Nadie sabía por qué habían comenzado a bailar, pero allí estaban. Deslavazados, furiosos, ajenos a todo lo que no fueran sus propios estertores y convulsiones.
Había amanecido como un día corriente del año 1278. En uno de los puentes sobre el Mosa, una marabunta de doscientas personas agitaba sus cuerpos descontroladamente, compulsivamente. Incapaces en apariencia de detenerse. Víctimas de algún extraño maleficio que las privaba de voluntad.
De pronto, el puente se vino abajo por el peso y las vibraciones. La mayoría cayó a las frías aguas y comenzaron a ser arrastrados por la corriente. Pero sorprendentemente ninguno hizo esfuerzo alguno por alcanzar la orilla o mantenerse siquiera a flote. En lugar de intentar nadar, en lugar de tratar de ponerse a salvo, continuaron contorsionándose coléricamente, batiendo como posesos brazos y piernas, hundiéndose cada vez más con las ropas empapadas que les arrastraban al fondo como a extrañas Ofelias y gritando auxilio porque, simplemente, no podían dejar de bailar. Ni siquiera mientras se ahogaban.
Muchos perecieron aquel día. Los supervivientes, algunos de ellos heridos por el propio derrumbe, fueron llevados a la cercana capilla de San Vito. Poco a poco fueron dejando de retorcerse y recobraron la normalidad. Interrogados no fueron capaces de explicar por qué habían comenzado a bailar. Pero sobre todo y, esto era aún más sorprendente, ninguno supo decir por qué no había podido detenerse.
Desde el siglo VII hasta el XVII todo el centro de Europa fue testigo en numerosas ocasiones de estos brotes de baile. Pintores como Hondius o Brueghel reprodujeron escenas similares. Después el mal pareció enmudecer.
Pero el baile febril ha regresado. Trasmutado, camuflado. Pero está de nuevo entre nosotros.

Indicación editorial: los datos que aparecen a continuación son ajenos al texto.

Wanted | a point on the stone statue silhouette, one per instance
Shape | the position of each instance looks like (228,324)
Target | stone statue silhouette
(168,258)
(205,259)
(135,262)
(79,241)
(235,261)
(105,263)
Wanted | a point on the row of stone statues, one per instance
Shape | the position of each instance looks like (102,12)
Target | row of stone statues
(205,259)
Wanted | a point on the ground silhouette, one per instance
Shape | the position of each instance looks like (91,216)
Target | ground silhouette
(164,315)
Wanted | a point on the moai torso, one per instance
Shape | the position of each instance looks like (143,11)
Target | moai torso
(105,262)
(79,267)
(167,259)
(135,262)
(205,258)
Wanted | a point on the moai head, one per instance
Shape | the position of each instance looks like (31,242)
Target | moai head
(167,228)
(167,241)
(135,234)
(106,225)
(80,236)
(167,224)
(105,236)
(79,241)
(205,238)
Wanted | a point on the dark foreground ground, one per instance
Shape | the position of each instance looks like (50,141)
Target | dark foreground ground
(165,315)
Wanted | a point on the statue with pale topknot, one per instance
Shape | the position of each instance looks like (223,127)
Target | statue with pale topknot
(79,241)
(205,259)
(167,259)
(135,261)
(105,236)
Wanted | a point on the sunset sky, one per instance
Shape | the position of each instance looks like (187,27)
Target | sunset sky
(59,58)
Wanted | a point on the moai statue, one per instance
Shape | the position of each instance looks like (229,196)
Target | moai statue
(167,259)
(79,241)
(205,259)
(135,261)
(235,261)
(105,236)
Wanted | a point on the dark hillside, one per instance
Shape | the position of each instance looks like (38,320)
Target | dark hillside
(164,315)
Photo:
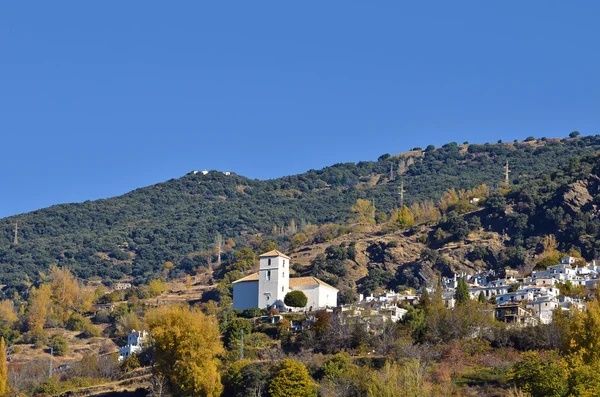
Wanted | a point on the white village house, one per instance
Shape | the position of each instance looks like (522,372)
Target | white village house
(268,287)
(135,342)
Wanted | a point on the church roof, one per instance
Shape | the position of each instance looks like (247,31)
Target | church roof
(298,282)
(295,282)
(274,253)
(252,277)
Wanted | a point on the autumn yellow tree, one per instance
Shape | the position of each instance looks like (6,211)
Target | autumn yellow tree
(550,255)
(3,368)
(364,212)
(404,218)
(157,287)
(394,380)
(292,380)
(64,286)
(39,300)
(187,343)
(7,312)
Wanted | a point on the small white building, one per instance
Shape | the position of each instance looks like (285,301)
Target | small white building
(135,342)
(122,286)
(268,287)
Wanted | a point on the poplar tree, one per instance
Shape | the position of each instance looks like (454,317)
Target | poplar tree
(462,292)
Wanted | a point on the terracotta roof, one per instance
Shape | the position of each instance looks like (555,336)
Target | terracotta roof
(274,253)
(307,282)
(252,277)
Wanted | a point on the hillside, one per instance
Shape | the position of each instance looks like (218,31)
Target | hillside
(536,222)
(134,234)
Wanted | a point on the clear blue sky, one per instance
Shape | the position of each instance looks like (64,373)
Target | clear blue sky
(99,98)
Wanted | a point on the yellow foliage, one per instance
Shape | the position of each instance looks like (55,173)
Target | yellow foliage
(7,312)
(3,367)
(187,343)
(394,380)
(39,301)
(157,287)
(404,218)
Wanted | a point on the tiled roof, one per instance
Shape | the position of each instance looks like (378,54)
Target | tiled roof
(252,277)
(274,253)
(307,282)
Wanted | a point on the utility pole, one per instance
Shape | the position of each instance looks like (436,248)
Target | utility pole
(401,193)
(50,370)
(374,209)
(242,346)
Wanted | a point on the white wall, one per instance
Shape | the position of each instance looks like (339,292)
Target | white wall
(327,297)
(272,289)
(319,296)
(245,295)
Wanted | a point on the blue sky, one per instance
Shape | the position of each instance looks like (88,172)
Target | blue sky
(99,98)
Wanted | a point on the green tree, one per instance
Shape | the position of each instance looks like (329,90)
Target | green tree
(404,218)
(365,212)
(187,344)
(541,377)
(295,299)
(234,330)
(292,380)
(481,297)
(59,345)
(462,292)
(395,380)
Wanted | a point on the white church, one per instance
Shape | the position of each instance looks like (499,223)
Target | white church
(268,287)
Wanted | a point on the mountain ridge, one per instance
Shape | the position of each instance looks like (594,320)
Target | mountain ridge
(135,233)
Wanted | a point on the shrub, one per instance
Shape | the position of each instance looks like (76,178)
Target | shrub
(59,345)
(295,299)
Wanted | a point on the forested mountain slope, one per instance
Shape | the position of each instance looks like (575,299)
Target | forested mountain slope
(531,224)
(136,233)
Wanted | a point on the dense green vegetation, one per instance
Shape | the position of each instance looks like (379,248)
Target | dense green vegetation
(136,233)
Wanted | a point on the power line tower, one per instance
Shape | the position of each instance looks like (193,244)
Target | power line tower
(16,240)
(401,193)
(242,346)
(50,369)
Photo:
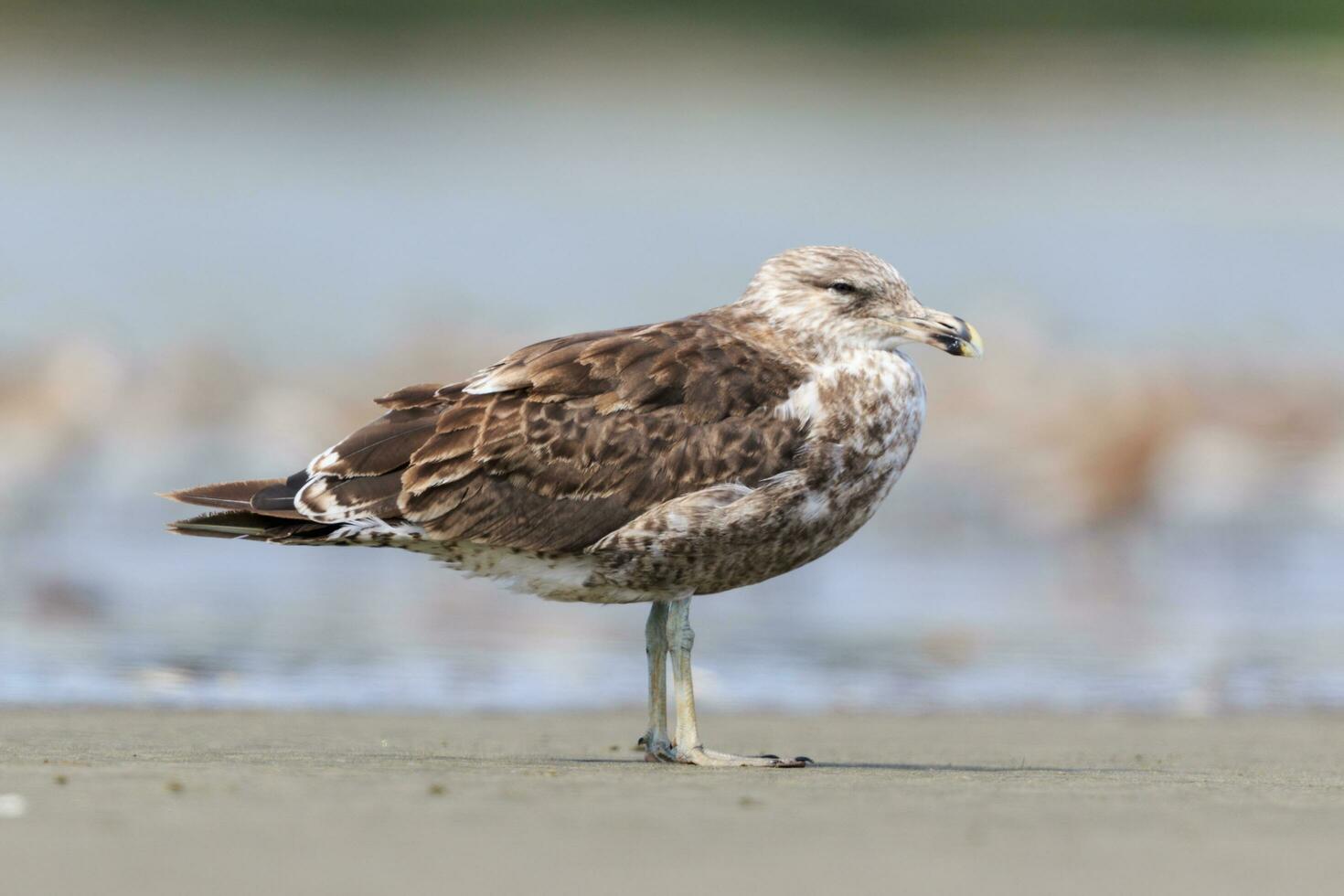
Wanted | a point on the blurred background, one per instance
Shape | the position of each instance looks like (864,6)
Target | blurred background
(225,226)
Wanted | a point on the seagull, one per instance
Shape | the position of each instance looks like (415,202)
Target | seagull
(637,465)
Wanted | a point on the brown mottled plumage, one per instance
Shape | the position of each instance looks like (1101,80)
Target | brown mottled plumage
(641,464)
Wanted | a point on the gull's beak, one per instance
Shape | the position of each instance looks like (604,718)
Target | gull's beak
(944,331)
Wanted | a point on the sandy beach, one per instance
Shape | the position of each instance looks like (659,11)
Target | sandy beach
(179,802)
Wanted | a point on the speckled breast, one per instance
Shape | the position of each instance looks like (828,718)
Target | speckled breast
(864,412)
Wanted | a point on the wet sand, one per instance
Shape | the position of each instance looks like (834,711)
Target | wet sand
(172,802)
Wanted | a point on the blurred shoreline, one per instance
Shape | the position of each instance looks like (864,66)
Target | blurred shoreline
(220,237)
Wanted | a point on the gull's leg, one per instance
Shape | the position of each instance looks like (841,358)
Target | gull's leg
(688,747)
(655,741)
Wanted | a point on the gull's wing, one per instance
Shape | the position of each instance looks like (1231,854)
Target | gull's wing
(560,443)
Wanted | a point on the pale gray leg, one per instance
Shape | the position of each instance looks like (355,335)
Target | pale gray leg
(680,638)
(655,741)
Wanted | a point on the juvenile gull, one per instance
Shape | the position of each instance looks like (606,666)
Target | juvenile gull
(638,465)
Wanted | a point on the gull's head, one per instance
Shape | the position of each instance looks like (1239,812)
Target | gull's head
(854,300)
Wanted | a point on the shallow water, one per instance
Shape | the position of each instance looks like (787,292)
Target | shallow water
(304,217)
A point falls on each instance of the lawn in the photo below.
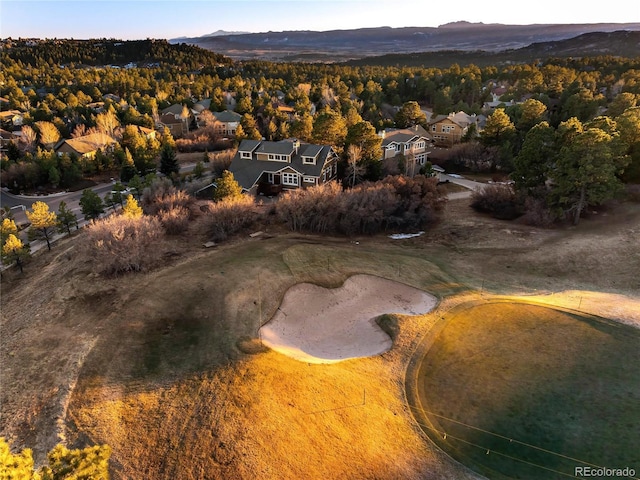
(515, 390)
(166, 366)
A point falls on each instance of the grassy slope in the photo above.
(162, 380)
(558, 381)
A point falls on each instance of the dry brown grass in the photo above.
(149, 363)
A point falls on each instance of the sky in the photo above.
(139, 19)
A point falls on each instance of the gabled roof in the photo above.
(169, 119)
(405, 135)
(310, 150)
(278, 148)
(248, 172)
(88, 143)
(118, 132)
(248, 145)
(10, 114)
(206, 103)
(175, 109)
(460, 118)
(227, 116)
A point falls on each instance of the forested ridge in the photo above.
(104, 51)
(67, 88)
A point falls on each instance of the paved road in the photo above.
(72, 199)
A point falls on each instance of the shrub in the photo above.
(498, 200)
(175, 220)
(536, 213)
(161, 195)
(120, 244)
(395, 202)
(229, 216)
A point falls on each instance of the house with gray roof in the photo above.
(226, 123)
(269, 167)
(413, 142)
(449, 129)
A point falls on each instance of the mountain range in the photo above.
(343, 45)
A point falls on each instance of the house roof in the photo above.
(460, 118)
(227, 116)
(247, 172)
(169, 119)
(88, 143)
(175, 109)
(7, 114)
(139, 128)
(206, 103)
(278, 148)
(248, 145)
(7, 135)
(310, 150)
(405, 135)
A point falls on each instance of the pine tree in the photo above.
(91, 204)
(43, 222)
(87, 463)
(128, 170)
(227, 187)
(168, 161)
(131, 208)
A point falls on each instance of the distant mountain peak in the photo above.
(219, 33)
(462, 24)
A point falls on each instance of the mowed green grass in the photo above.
(561, 389)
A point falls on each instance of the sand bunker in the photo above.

Ahora no son solo personas, son regiones, países enteros los que bailan febrilmente trivialidades, desatendiendo lo crucial, comenzando a ensopar sus vestidos, a ahogarse en las aguas de sus particulares Mosa.
En España, por ejemplo, sabemos hace tiempo que tenemos que movilizar con urgencia nuestro modelo productivo, nuestro modelo energético, nuestras telecomunicaciones. Que solo se han vertebrado adecuadamente un puñado de grandes empresas a base de emprendimiento y fuerte innovación. Sabemos que solo son excepciones, pero seguimos bailando.
El nuestro es un país de empresas fragmentadas, tradicionalmente poco colaborativas y con un tamaño demasiado pequeño para innovar y absorber empleo de calidad científica
Sabemos que el nuestro es un país de empresas fragmentadas, tradicionalmente poco colaborativas y con un tamaño demasiado pequeño para innovar y absorber empleo de calidad científica. Señalamos en innumerables desayunos informativos y renombrados informes que es necesario elevar la calidad del sistema educativo para generar más ciencia aplicada y al tiempo crear más empresas capaces de trasladar patentes al mundo productivo, que dedicamos menos de 1,5% del PIB a investigación y desarrollo, por debajo la media europea y a mucha distancia de muchos países asiáticos. Que tan solo la empresa Philips presenta más solicitudes al año ante la Oficina Europea de Patentes que toda España en su conjunto.
Pero lanzada la soflama de alguna línea de subvención que nuevamente no mediremos ni analizaremos adecuadamente ni en su impacto, ni en sus resultados, volveremos a malgastar el tiempo con algún tema marcadamente sentimental o decididamente frívolo. Seguiremos bailando, en definitiva. Viendo cómo algunos de nuestros mejores jóvenes se marchan y profesionales en su mejor momento se infrautilizan.
Escucharemos de nuevo que hay que potenciar a las empresas innovadoras y fomentar alianzas nuevas. Leeremos otra vez que nuestras grandes corporaciones sólo generan algo más del veinte por ciento de la totalidad del empleo y lo contrastaremos amargamente con el cuarenta, de países que son líderes en innovación y deberían ser nuestro reflejo.
Y sin embargo seguiremos bailando la idea pueril del empresario como explotador del esfuerzo ajeno. Posponiendo ineludibles reformas que terminarán por estallarnos. Observando desde la barrera cómo el mundo cambia cada año a velocidad inusitada. Danzando enajenadamente, en definitiva, frente a nuestros televisores y móviles.